“云乔没有将你怎样,我那时已经到了。”云扬握住她的手,想安慰她,可是却没办法安慰自己,虽然云乔已经被他揍的半死,但根本没办法化解他的愤怒。
“包裹。”云谣眼里闪着光,
哥哥将一旁的包裹拿来,她取出里面的一只玉簪,摩挲半天,眼泪止不住,“这是哪里?”
“云府。”跑一圈还是回来了。
不一会,云修夫妇过来,依旧是满脸冰霜。
云扬一见,立马跪到父亲脚边,“求父亲,给谣妹一条活路吧。”长这么大,从来没求过谁,可是为了云瑶,他一次又一次跪在这个父亲面前。为了给她讨一碗药,大冷天他在云修的书房外跪了一天一夜,还淋了雨,为此高烧两天都没退。三九天为了将她从冰窖一样的柴房里挪出来,他跪在雪地里,膝盖都冻坏了。

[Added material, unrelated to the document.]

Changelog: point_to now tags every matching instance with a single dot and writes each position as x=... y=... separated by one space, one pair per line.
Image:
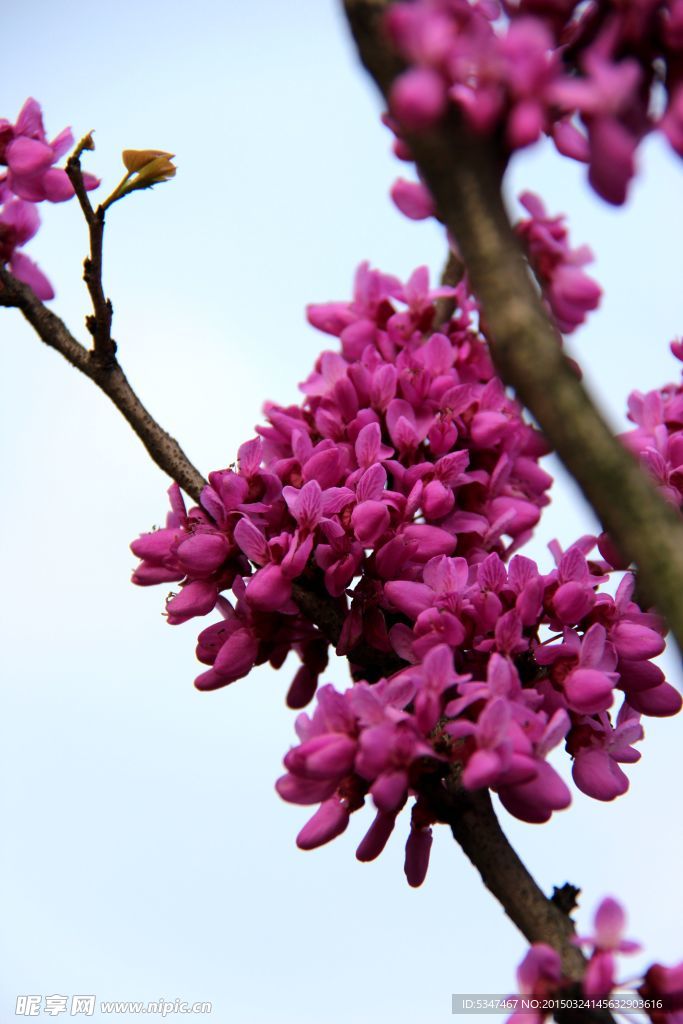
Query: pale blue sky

都说男儿膝下有黄金,可是他的跪在云府就是这样的低廉。
云修瞟了一眼床上的云谣,脸上无甚波动。但是再看云扬时,却有些失望,“你以为她能跑的掉?你还想跟她一起?你想气死老子吗?”
“孩儿无意惹您生气,可是瑶妹,即便她不是您的女儿,您也不能如此对待。”云扬十分失望,心如刀绞,从前对这个人的敬重,此刻都化为乌有,自己的女儿是千金之躯,别人的就命如草贱?都是人生父母养的,为什么他们可以这样作践人?
“你闭嘴,就凭她这样的能代替裳儿,还委屈了不成?”云修气急。